During commute times, the CHP FSP provides free emergency roadside services in certain areas. If you get stuck on the freeway because your vehicle stops running, FSP will:

  • Provide a gallon of gas if you run out.
  • Jump start your vehicle if the battery is dead.
  • Refill your radiator and tape hoses.
  • Change a flat tire.
  • Report a collision to CHP.

If FSP cannot start your vehicle, they will have it towed (free of charge) to a CHP-approved location. CHP will notify an auto club or towing service.

FSP will not:

  • Tow your vehicle to a private repair service or residence.
  • Recommend tow service companies or repair and body shops.
  • Tow motorcycles.
  • Help vehicles which have been involved in a collision, unless they are directed to by CHP.

Call 511 for FSP information and assistance.

Disabled Vehicles on Railroad Tracks

If your vehicle stalls or stops while blocking part of a train track with a train approaching and warning lights flashing:

  • Immediately exit your vehicle. Run away from the tracks diagonally in the direction the train is coming from. Then call 911.

If you do not see a train approaching and warning lights are not flashing:

  • Exit your vehicle. Dial the number located on the railroad crossing posts or metal control box near the tracks.

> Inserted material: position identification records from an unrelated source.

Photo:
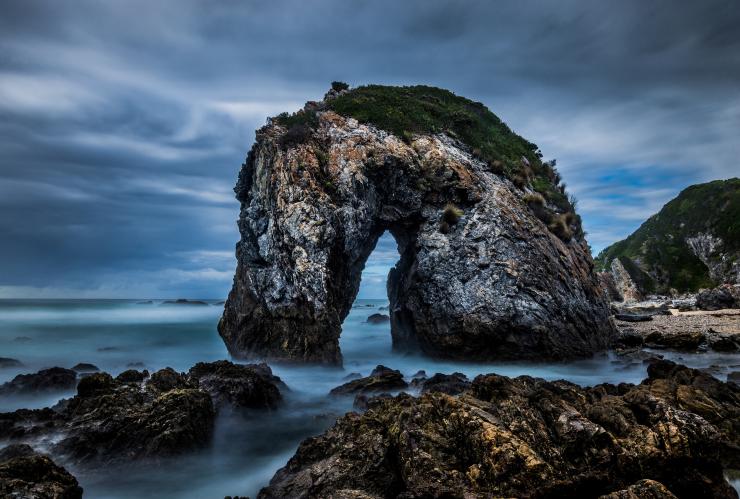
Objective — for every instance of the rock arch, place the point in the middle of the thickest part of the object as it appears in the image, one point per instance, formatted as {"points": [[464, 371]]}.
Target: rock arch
{"points": [[479, 277]]}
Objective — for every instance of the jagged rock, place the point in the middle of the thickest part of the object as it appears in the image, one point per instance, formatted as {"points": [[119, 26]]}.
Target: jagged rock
{"points": [[6, 362], [688, 341], [482, 279], [112, 421], [633, 317], [526, 437], [46, 380], [132, 376], [84, 367], [380, 380], [725, 296], [644, 489], [238, 386], [168, 379], [25, 473], [378, 319], [451, 384]]}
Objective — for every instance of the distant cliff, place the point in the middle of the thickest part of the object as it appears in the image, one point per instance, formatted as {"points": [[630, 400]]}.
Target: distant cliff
{"points": [[493, 261], [692, 243]]}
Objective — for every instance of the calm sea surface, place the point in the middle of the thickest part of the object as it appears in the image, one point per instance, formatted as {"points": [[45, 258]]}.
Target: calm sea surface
{"points": [[246, 451]]}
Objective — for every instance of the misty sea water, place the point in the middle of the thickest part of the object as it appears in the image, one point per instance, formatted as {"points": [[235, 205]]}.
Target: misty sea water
{"points": [[247, 449]]}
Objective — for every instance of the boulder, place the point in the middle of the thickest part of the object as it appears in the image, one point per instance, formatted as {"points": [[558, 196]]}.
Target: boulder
{"points": [[480, 275], [451, 384], [382, 379], [527, 437], [238, 386], [46, 380], [25, 473], [644, 489], [84, 367], [113, 421]]}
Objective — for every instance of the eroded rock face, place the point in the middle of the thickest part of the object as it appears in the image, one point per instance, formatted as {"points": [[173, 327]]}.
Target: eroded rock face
{"points": [[526, 437], [491, 282]]}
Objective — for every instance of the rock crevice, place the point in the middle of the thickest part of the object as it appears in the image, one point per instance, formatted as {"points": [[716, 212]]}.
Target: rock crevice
{"points": [[480, 276]]}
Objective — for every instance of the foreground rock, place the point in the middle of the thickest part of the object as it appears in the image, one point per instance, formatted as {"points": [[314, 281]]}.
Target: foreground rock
{"points": [[110, 422], [25, 473], [526, 437], [381, 379], [725, 296], [238, 386], [140, 417], [378, 319], [46, 380], [481, 276]]}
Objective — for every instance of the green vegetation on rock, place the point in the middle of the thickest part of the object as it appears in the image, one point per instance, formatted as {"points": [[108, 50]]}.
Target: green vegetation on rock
{"points": [[406, 111], [657, 255]]}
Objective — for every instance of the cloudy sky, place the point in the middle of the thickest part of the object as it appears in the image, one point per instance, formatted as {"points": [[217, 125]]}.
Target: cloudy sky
{"points": [[123, 124]]}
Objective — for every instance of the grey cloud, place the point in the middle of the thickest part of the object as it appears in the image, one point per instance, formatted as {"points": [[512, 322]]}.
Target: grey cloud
{"points": [[123, 124]]}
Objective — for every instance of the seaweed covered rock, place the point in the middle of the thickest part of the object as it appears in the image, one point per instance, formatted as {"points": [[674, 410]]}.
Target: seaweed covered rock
{"points": [[527, 437], [46, 380], [25, 473], [382, 379], [493, 261], [238, 386], [112, 421]]}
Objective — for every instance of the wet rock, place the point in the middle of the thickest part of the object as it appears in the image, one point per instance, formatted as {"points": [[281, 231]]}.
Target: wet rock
{"points": [[686, 341], [725, 296], [527, 437], [132, 376], [378, 319], [494, 284], [112, 421], [451, 384], [127, 424], [168, 379], [628, 338], [25, 473], [723, 342], [46, 380], [183, 301], [633, 317], [84, 367], [644, 489], [238, 386], [6, 362], [380, 380]]}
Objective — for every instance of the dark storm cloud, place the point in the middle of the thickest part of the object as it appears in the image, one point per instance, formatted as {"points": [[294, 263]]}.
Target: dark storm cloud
{"points": [[123, 124]]}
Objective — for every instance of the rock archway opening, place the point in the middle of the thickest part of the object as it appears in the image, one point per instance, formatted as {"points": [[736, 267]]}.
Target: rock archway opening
{"points": [[366, 328]]}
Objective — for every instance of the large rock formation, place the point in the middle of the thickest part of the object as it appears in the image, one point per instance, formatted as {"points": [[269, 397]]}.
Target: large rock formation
{"points": [[526, 437], [692, 243], [480, 274]]}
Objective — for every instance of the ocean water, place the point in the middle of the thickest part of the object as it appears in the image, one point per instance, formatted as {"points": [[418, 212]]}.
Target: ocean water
{"points": [[247, 450]]}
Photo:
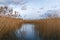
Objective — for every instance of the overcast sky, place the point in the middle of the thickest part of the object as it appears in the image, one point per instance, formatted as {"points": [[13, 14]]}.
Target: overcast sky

Provide the crossing number (if posted). Tell them a vehicle is on the tracks. Then call 911.
picture of a disabled vehicle blocking an oncoming train

Do Not Drive Distracted

Avoid distractions while you drive. Some common distractions are:

  • Looking at a phone, navigation system, children, and pets.
  • Changing music or volume.
  • Applying makeup or shaving.

Cell Phones and Texting

Cell phones are the main source of distracted driving. Driving while using a handheld cell phone is unsafe and illegal. 

Adult drivers should only use a cell phone in hands-free mode when necessary.

  • Do not answer your cell phone if it rings. Let the call go to voicemail. If you must return or make a call, pull safely off the road.
  • Do not send or read text messages or emails while driving.
  • Mount your cell phone on the windshield, dashboard, or center console. It cannot block your view of the road.
  • Use the single swipe or touch feature on the mounted cell phone.

Minors And Cell Phones

It is against the law for a minor to use a cell phone or electronic wireless device to answer calls and send or respond to text messages while driving.

EXCEPTION: Minors may use a cell phone to make a call for emergency assistance.

Be Familiar with New Technology

The technology in vehicles is always advancing. We will see more self-driving vehicles and vehicles with advanced driver assistance systems (ADAS) on the road. Vehicles with these systems may respond to road situations differently than a human driver would.

Be Aware of Carbon Monoxide

All gas-powered vehicles produce carbon monoxide. Carbon monoxide is a deadly odorless gas released from a vehicle’s exhaust pipe. Never start your vehicle inside the garage with the door closed. Symptoms of carbon monoxide poisoning include:

  • Tiredness
  • Yawning
  • Dizziness
  • Nausea
  • Headache
  • Ringing in the ears

If you are experiencing any of these symptoms, have your exhaust system checked.